Apache Commons Lang CharSet and CharSetUtils
The Apache Commons Lang CharSet class represents a set of characters. The CharSetUtils class has some utility methods for working with a CharSet. In this post, we shall learn about the CharSet and the CharSetUtils class in the Apache Commons Lang.
Common CharSets
It exposes some commonly used CharSet instances as public static fields.
- EMPTY - an empty CharSet with no characters
- ASCII_ALPHA - a CharSet which represents ASCII alphabetic characters (a-z and A-Z)
- ASCII_ALPHA_LOWER - a CharSet which represents ASCII lower-cased alphabetic characters (a-z)
- ASCII_ALPHA_UPPER - a CharSet which represents ASCII upper-cased alphabetic characters (A-Z)
- ASCII_NUMERIC - a CharSet which represents numeric characters (0-9)
System.out.println(CharSet.EMPTY); //[]
System.out.println(CharSet.ASCII_ALPHA); //[a-z, A-Z]
System.out.println(CharSet.ASCII_ALPHA_LOWER); //[a-z]
System.out.println(CharSet.ASCII_ALPHA_UPPER); //[A-Z]
System.out.println(CharSet.ASCII_NUMERIC); //[0-9]
CharSet - contains method
Once we have a CharSet instance, we can check if a particular character is part of the CharSet by using the contains method.
Let us get the CharSet for the ASCII alphabets and check if it has lower and upper case ‘b’ in it. Both the below calls print true.
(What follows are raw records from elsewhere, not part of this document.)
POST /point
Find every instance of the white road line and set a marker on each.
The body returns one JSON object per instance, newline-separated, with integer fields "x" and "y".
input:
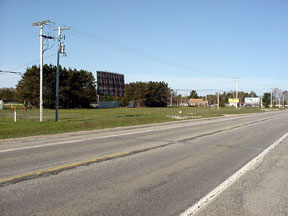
{"x": 118, "y": 135}
{"x": 227, "y": 183}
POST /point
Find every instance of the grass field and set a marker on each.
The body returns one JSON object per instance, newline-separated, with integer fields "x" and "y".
{"x": 87, "y": 119}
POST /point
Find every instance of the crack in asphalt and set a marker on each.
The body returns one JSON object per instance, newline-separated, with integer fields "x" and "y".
{"x": 57, "y": 170}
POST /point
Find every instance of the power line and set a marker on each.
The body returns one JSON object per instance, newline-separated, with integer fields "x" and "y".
{"x": 124, "y": 48}
{"x": 12, "y": 72}
{"x": 36, "y": 61}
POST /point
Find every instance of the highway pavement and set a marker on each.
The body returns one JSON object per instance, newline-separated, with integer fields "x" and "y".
{"x": 159, "y": 169}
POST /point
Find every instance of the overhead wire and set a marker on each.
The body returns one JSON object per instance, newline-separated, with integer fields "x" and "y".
{"x": 136, "y": 52}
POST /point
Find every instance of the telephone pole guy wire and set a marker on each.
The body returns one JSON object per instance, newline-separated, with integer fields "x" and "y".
{"x": 41, "y": 25}
{"x": 60, "y": 50}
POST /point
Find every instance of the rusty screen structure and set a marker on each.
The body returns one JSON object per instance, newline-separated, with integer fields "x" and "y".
{"x": 110, "y": 84}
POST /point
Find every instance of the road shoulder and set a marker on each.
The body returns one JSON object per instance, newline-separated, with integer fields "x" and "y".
{"x": 261, "y": 191}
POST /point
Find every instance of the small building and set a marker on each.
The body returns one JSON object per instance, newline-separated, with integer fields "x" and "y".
{"x": 198, "y": 103}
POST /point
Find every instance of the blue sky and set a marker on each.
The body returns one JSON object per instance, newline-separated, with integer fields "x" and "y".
{"x": 198, "y": 44}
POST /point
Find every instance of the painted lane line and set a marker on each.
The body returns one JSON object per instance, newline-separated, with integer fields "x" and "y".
{"x": 102, "y": 137}
{"x": 118, "y": 135}
{"x": 228, "y": 182}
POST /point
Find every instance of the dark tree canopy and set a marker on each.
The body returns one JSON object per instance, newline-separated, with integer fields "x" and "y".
{"x": 77, "y": 88}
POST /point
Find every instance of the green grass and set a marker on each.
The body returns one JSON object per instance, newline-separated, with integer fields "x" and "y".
{"x": 87, "y": 119}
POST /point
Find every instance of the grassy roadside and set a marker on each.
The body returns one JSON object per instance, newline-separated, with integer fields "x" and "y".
{"x": 88, "y": 119}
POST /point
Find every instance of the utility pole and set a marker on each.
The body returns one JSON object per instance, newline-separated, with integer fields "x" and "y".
{"x": 271, "y": 99}
{"x": 218, "y": 100}
{"x": 62, "y": 51}
{"x": 237, "y": 83}
{"x": 41, "y": 25}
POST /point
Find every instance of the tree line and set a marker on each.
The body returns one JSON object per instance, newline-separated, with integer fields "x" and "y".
{"x": 78, "y": 90}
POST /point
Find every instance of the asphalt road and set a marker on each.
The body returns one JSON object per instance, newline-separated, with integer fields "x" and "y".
{"x": 160, "y": 169}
CharSet asciiAlpha = CharSet.ASCII_ALPHA;
System.out.println(asciiAlpha.contains('b')); //true
System.out.println(asciiAlpha.contains('B')); //true
If we check if it has the character ‘2’, then it prints false, as the ASCII alphabetic characters do not have numbers in them.
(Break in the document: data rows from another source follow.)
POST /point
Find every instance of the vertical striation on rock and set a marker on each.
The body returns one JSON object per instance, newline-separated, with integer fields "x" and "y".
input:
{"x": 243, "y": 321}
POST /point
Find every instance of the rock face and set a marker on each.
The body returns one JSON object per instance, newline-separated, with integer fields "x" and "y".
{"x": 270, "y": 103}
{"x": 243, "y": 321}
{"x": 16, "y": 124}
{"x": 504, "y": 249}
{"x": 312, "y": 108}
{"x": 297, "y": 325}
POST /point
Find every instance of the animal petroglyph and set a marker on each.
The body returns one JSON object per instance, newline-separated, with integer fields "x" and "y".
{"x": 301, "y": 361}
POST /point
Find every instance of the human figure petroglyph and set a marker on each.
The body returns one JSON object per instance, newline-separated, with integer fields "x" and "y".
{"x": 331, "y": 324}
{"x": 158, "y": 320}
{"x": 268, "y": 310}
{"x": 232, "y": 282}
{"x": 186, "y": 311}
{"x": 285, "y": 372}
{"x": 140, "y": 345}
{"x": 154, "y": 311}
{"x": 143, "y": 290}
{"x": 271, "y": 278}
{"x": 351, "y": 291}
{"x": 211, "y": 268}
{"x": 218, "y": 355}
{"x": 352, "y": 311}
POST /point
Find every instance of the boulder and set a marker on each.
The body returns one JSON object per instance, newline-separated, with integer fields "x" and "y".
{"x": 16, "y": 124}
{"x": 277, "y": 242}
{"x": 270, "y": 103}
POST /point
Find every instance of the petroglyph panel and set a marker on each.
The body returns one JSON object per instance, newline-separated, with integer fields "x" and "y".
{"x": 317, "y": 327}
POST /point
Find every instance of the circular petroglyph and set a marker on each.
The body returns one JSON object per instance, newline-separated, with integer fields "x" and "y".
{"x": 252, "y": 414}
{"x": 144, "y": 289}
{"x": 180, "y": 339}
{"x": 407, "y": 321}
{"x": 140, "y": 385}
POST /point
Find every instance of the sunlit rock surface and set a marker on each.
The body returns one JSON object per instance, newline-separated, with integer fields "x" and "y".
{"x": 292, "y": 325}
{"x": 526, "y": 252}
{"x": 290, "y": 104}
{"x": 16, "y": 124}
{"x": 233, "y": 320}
System.out.println(asciiAlpha.contains('2')); //false
Another example using ASCII lower case alphabets is shown below.
System.out.println(asciiLower.contains('a')); //true
System.out.println(asciiLower.contains('A')); //false
System.out.println(asciiLower.contains('6')); //false
System.out.println(asciiLower.contains('@')); //false
CharSet instance - construction
To construct a CharSet instance with custom characters (other than the ones available as public static fields), we can use the getInstance static factory method. We pass a varargs of strings each representing the set of characters (example: a-z, A-Z, 0-9).
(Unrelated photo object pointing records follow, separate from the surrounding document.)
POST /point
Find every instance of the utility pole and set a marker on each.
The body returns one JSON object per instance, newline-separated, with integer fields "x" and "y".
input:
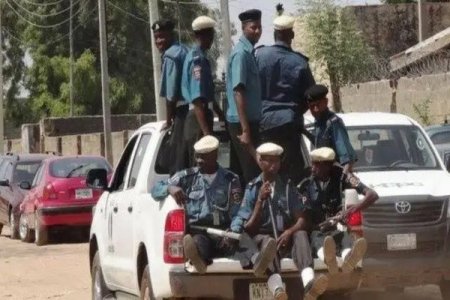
{"x": 226, "y": 29}
{"x": 71, "y": 58}
{"x": 105, "y": 81}
{"x": 420, "y": 20}
{"x": 159, "y": 103}
{"x": 2, "y": 135}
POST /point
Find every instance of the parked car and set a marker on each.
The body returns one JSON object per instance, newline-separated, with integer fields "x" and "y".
{"x": 15, "y": 169}
{"x": 58, "y": 197}
{"x": 408, "y": 228}
{"x": 440, "y": 136}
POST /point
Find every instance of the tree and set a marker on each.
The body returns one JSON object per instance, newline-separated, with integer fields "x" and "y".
{"x": 335, "y": 44}
{"x": 43, "y": 33}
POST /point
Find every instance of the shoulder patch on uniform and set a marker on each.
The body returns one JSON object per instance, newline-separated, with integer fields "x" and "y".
{"x": 303, "y": 185}
{"x": 353, "y": 180}
{"x": 196, "y": 72}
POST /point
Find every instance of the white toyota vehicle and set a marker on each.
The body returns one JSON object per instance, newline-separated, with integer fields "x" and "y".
{"x": 136, "y": 242}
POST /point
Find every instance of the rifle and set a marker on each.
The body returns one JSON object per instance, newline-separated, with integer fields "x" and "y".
{"x": 277, "y": 263}
{"x": 330, "y": 223}
{"x": 218, "y": 232}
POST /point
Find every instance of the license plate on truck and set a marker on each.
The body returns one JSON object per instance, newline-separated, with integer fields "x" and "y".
{"x": 403, "y": 241}
{"x": 259, "y": 291}
{"x": 83, "y": 194}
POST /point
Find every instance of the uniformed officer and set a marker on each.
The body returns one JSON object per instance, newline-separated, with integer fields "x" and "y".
{"x": 329, "y": 129}
{"x": 270, "y": 191}
{"x": 173, "y": 55}
{"x": 211, "y": 196}
{"x": 285, "y": 75}
{"x": 322, "y": 197}
{"x": 198, "y": 86}
{"x": 244, "y": 95}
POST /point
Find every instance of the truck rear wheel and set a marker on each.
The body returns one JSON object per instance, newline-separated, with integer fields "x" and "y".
{"x": 445, "y": 289}
{"x": 99, "y": 289}
{"x": 146, "y": 286}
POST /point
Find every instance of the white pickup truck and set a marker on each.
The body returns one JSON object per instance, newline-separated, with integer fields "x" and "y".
{"x": 136, "y": 243}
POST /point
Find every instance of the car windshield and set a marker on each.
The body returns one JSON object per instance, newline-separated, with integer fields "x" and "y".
{"x": 25, "y": 171}
{"x": 391, "y": 148}
{"x": 76, "y": 167}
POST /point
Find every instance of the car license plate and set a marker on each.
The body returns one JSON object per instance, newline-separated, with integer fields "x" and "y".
{"x": 259, "y": 291}
{"x": 404, "y": 241}
{"x": 83, "y": 194}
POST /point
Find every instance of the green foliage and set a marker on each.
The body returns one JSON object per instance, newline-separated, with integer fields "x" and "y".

Basic examples of using CharSet
If we pass an empty string, it builds and returns a CharSet with no characters in it.
CharSet emptyCharSet = CharSet.getInstance("");
System.out.println(emptyCharSet); //[]
To build a CharSet with just one character, we can pass the character as a string. The CharSet will then have only that character and nothing else.
CharSet singeChar = CharSet.getInstance("a");
System.out.println(singeChar); //[a]
System.out.println(singeChar.contains('a')); //true
System.out.println(singeChar.contains('b')); //false
System.out.println(singeChar.contains('A')); //false
For multi-characters (say a range), we pass the first character, a hyphen and the last character. In the below example, the CharSet has characters ‘a’ to ‘d'.
CharSet multiChars = CharSet.getInstance("a-d");
System.out.println(multiChars); //[a-d]
System.out.println(multiChars.contains('a')); //true
System.out.println(multiChars.contains('d')); //true
System.out.println(multiChars.contains('e')); //false
For an arbitrary list of characters, we pass them as a string in any order. In the below CharSet, we have the characters ‘a’, ‘d’, ‘e’ and ‘f’ only.
CharSet multiChars = CharSet.getInstance("adef");
System.out.println(multiChars); //[d, f, a, e]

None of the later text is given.